The number of observed distant recurrences was compared with those expected by CTS5 (ATAC) in deciles of risk for node-negative and node-positive patients, separately (Figs 3A and 3B). There was a significant difference between the observed and expected numbers for just one of the deciles (9th decile for node-positive). The correlation (r) between the observed and expected numbers across the deciles was 0.88 for node-negative and 0.94 for node-positive groups. Using CTS0, a number of deciles showed significant χ2 values (Appendix Fig A2, online only), and the r values were also lower, at 0.78 and 0.87, respectively. Concordance between the estimated and actual distant recurrence rates was also shown to be better with CTS5 using the Goran-Heller C-index (CTS5 [ATAC], 0.678; CTS0, 0.656).

Fig 3.

Fig 3.

Observed versus expected number of events and χ2 values in the BIG (Breast International Group) 1-98 trial according to deciles of Clinical Treatment Score post–5 years (ATAC [Arimidex, Tamoxifen, Alone or Combination]) for (A) node-negative and (B) node-positive patients.

We used predefined cutoff points of 4.35 and 5.02 from ATAC to determine risk groups for late distant recurrence in BIG 1-98 (Figs 1A and 1B).
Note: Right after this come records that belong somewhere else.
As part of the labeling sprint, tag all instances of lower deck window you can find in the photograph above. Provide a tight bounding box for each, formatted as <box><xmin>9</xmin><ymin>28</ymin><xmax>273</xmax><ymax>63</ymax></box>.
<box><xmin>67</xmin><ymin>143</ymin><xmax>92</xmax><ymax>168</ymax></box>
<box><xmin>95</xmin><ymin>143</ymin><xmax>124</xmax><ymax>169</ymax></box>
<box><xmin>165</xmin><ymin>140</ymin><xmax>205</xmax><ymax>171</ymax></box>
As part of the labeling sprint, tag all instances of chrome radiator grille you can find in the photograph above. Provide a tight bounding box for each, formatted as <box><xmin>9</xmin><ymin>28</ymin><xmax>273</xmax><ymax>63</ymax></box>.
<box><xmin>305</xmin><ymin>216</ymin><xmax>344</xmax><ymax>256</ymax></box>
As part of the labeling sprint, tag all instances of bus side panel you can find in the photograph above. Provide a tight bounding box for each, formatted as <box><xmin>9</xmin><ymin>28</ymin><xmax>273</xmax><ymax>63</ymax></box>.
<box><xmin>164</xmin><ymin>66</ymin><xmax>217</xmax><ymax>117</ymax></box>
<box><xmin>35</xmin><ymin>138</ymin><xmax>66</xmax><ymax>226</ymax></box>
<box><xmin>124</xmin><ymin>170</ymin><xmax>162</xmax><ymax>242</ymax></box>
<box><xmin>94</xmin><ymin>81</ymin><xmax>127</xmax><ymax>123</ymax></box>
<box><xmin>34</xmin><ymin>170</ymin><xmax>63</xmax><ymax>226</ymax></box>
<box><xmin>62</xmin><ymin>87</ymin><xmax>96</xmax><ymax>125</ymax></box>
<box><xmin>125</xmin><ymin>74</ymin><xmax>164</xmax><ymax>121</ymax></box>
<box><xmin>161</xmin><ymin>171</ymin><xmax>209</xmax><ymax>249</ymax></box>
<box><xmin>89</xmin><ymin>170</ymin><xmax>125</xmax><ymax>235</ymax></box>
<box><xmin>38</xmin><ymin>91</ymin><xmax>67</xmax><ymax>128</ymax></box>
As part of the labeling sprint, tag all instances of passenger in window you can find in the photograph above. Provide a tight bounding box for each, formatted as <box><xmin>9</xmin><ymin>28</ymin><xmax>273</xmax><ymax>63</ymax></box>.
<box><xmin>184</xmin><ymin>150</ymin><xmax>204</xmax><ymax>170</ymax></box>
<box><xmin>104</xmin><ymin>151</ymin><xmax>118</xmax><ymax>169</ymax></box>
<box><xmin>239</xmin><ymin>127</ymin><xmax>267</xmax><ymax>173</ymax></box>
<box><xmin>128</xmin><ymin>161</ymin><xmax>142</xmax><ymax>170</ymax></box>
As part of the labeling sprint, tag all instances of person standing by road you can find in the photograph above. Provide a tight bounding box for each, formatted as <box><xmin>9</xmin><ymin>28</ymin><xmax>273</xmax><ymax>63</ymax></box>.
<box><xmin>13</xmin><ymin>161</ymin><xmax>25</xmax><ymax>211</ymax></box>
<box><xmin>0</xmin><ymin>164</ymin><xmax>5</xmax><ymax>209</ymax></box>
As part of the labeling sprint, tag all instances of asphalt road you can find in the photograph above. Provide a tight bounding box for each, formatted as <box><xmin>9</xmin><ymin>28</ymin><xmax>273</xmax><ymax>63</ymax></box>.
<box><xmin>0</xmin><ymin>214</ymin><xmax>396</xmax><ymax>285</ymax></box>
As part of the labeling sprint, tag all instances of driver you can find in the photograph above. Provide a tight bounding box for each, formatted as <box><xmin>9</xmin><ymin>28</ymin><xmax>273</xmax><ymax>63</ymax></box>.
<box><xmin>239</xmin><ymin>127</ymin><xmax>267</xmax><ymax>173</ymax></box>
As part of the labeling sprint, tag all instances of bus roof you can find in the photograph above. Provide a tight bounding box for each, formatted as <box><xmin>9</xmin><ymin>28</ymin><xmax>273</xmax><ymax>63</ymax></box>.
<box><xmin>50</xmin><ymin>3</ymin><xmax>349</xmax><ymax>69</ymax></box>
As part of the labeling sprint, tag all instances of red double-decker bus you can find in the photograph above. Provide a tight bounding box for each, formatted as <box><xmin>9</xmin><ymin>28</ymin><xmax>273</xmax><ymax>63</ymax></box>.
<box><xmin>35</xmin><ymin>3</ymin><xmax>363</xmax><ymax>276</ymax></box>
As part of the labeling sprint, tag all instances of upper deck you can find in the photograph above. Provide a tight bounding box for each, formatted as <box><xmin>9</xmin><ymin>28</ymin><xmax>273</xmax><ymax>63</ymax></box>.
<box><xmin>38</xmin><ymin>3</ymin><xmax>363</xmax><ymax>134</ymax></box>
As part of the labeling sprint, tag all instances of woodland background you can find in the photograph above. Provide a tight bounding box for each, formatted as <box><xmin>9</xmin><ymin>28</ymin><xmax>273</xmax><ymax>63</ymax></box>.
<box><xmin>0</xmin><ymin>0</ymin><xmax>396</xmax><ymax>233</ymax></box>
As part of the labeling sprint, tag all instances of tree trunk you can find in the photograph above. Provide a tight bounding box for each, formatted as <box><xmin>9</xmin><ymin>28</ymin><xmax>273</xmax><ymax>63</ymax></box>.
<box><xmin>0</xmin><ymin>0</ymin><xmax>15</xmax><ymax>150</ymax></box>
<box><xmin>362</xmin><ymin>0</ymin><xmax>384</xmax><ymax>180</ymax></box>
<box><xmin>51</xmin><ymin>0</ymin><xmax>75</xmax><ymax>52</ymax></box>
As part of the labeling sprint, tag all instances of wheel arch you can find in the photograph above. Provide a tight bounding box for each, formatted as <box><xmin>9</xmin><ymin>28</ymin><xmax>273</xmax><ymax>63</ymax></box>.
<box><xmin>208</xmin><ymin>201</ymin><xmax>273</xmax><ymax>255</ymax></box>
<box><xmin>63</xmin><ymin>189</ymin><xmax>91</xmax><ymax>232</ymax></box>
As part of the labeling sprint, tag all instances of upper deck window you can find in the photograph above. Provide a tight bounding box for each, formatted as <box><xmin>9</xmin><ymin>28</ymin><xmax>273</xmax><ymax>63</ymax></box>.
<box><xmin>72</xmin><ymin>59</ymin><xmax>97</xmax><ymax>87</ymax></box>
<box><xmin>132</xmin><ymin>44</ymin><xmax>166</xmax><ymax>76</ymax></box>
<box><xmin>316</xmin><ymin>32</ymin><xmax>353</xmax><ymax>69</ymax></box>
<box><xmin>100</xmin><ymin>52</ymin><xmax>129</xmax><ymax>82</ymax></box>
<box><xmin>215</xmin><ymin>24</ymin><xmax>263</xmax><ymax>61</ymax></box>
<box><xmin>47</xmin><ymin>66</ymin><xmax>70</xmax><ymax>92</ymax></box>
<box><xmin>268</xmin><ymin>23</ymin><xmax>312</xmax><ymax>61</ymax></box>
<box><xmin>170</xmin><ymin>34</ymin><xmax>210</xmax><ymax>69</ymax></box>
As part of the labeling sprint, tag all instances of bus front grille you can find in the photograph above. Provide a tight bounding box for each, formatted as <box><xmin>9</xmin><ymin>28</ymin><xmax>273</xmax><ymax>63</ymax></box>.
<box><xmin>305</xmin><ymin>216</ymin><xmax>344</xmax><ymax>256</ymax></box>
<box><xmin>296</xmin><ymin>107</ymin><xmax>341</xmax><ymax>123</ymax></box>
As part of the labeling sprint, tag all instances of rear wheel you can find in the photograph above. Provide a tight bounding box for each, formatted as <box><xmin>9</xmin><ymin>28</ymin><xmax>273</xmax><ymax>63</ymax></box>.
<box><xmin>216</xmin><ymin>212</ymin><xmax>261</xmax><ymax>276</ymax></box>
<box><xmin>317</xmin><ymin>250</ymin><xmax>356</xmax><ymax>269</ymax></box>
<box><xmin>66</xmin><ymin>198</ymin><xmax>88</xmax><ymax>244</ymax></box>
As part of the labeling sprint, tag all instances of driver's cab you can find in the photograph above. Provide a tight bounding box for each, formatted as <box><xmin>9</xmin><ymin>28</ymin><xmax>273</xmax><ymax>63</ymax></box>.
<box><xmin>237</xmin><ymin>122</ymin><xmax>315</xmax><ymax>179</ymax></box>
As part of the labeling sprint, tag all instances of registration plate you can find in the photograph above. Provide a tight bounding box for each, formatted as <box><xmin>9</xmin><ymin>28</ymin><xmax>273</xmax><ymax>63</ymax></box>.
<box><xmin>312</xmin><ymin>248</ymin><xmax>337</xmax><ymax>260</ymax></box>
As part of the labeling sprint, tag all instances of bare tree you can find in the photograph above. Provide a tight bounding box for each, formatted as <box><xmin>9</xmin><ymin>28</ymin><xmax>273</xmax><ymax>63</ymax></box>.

These cut points intersected the risk curves for BIG 1-98 at 5.4% and 9.9% for node-negative patients and 5.5% and 9.5% for node-positive patients, respectively, and therefore were strongly validated by this test set. The distribution of patients in low-, intermediate-, and high-risk groups was also similar in the BIG 1-98 data set to that observed in the training set (Table 2). The mean 5- to 10-year distant recurrence risk of patients in BIG 1-98 in those three categories was 3.6% (95% CI, 2.7% to 4.9%), 6.9% (95% CI, 5.6% to 8.5%), and 17.3% (95% CI, 14.8% to 20.1%), respectively (Table 2; Fig 2). Thus, for each category, the actual mean risk for each category fitted well with that of the predicted risk. The curves for node-negative and node-positive women were almost identical in the CTS5 (ATAC) regions of overlap in BIG 1-98.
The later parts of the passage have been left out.